Overview

The vast majority of lending protocols follow a peer-to-pool approach that consist of variable rate models and governance. Risk-related factors and parameters such as interest rates are determined by governance in a reactive fashion as market conditions change. Even though this approach has been an innovation in DeFi and offers utility, fixed-rate lending is an untapped area.

Fixed-rate lending would allow borrowers to predict the costs of a given loan in contrast to the existing approach where costs change over time, degrading UX.

The primary parameters can be set by governance but some parameters can be set freely by participants. This would be achieved by an overcollateralized zero coupon bond-based P2P lending protocol.

Zero coupon bonds are a debt instrument that pay no interest, they rather trade at a discount and thus generate profit for the holder at maturity when redemeed.

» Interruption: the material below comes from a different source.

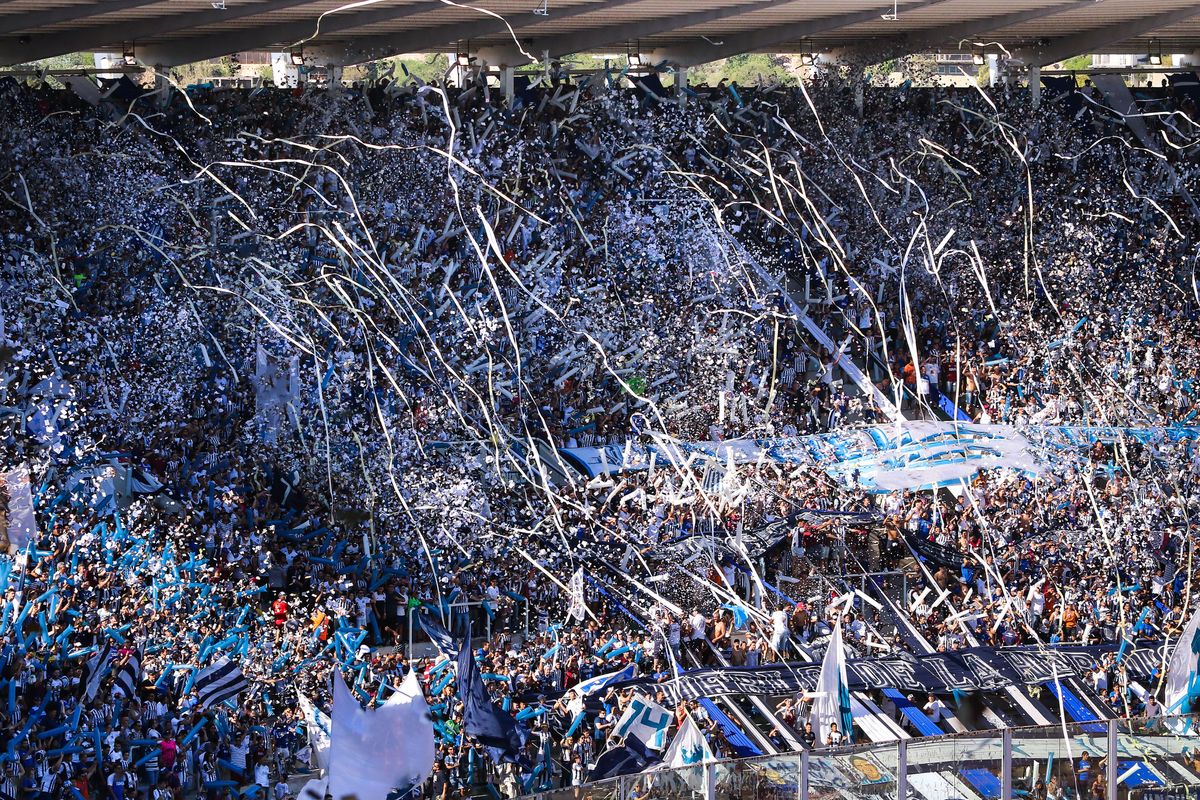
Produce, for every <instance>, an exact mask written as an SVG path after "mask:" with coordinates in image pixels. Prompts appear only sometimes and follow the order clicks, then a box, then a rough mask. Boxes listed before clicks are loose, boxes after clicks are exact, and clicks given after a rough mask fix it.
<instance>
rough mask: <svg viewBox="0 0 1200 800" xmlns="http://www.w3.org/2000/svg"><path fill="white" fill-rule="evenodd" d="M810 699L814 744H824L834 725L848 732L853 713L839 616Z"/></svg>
mask: <svg viewBox="0 0 1200 800" xmlns="http://www.w3.org/2000/svg"><path fill="white" fill-rule="evenodd" d="M814 696H815V698H814V700H812V716H811V717H810V721H811V722H812V730H814V733H816V734H817V744H818V745H823V744H824V742H826V740H827V739H828V738H829V732H830V730H832V729H833V726H834V724H836V726H838V732H839V733H840V734H841V735H842V736H844V738H845V736H848V735H850V734H851V726H852V724H853V715H852V714H851V708H850V682H848V681H847V680H846V650H845V648H844V646H842V644H841V620H840V619H839V620H838V624H836V625H834V628H833V636H832V637H830V638H829V646H828V648H826V656H824V660H823V661H822V662H821V676H820V678H818V679H817V688H816V691H815V692H814Z"/></svg>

Borrowers would set collateral in ratios pre-set by governance. Upon minting these bonds, users would be able to sell them on the market in return for the token they were looking to borrow.

Lenders would receive these bonds and exercise them for face-value at maturity.

Here is a concrete example on the flow:

Upon maturity, borrowers have the ability to repay the loan or the system will automatically roll the maturity one additional period. This ensures that there’s always principal for lenders to redeem. This system is overcollateralized and borrowers are subject to liquidations when the ratio drops below governance-defined thresholds.

We believe an orderbook design is more expressive as lenders can quote based on their views about interest rates. As bonds reach maturity or liquidation, the system requires sophisticated market makers to supply liquidity.